In any case, moving forward, we need to decenter the human and resist narrative impulses when discussing Capital. Events like GameStonk will remain inscrutable until we understand ourselves as a collective subject at the mercy of a monster of our own creation, a monster that hijacked our corporeal form, turning us into Capital cyborgs who can, at the touch of a button, enter highly leveraged derivative positions we read about on a forum to resuscitate a dying company. We are in the era of Frankenstein Capital. In order to properly interpret the implications of GameStonk, one must extricate oneself from the anthropocentric position and consider acceptable and productive cohabitation with the financial other. Capital is not fully human, and neither are we. The past century-and-a-half of economic territorialization and semiotic confusion has brought humanity to an evolved state of Capital fealty. Even the socialist tradition of anti-capitalist kritik is rooted in this ecosystem and can rarely escape its gravity.

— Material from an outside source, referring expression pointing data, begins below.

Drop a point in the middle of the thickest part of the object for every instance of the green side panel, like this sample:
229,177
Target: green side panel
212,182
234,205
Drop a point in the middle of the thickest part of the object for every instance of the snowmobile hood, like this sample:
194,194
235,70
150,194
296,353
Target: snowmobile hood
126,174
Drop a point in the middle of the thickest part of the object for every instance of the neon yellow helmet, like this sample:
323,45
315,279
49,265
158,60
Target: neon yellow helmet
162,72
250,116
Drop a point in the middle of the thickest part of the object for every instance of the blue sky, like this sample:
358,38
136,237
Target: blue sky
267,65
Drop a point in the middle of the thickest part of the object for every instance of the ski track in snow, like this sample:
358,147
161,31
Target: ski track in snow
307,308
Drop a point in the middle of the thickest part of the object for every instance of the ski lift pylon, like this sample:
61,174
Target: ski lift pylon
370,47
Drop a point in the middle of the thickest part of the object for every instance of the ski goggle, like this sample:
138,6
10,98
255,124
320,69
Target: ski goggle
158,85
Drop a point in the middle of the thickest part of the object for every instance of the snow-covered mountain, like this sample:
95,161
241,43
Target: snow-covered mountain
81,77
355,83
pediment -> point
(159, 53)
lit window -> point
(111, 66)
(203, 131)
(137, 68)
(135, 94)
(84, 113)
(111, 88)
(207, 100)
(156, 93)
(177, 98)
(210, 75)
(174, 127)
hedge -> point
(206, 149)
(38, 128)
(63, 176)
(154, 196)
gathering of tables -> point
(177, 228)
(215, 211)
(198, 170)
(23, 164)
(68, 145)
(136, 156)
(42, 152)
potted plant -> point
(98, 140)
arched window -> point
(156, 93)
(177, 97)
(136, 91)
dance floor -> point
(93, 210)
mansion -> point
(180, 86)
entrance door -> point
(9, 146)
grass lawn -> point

Simply, we’ve got our work cut out.
I’m always a proponent of making your money work for you, so while we work on ourselves, we might benefit from looking into positions in Fintech stocks like $UPST, $ARKF, $BLOK and the upcoming Coinbase IPO. Or don’t. It’s your life, after all.
*The Bull has a 210 IQ and a PhD in Deleuzian psycho-econometrics. Unfortunately, these alone do not qualify him as a financial professional. If you’re looking for legitimate market advice, seek it elsewhere.
**The Bull and The Bear is a (Psy)Op-Ed column and does not reflect the views of Laid Off NYC’s editorial staff.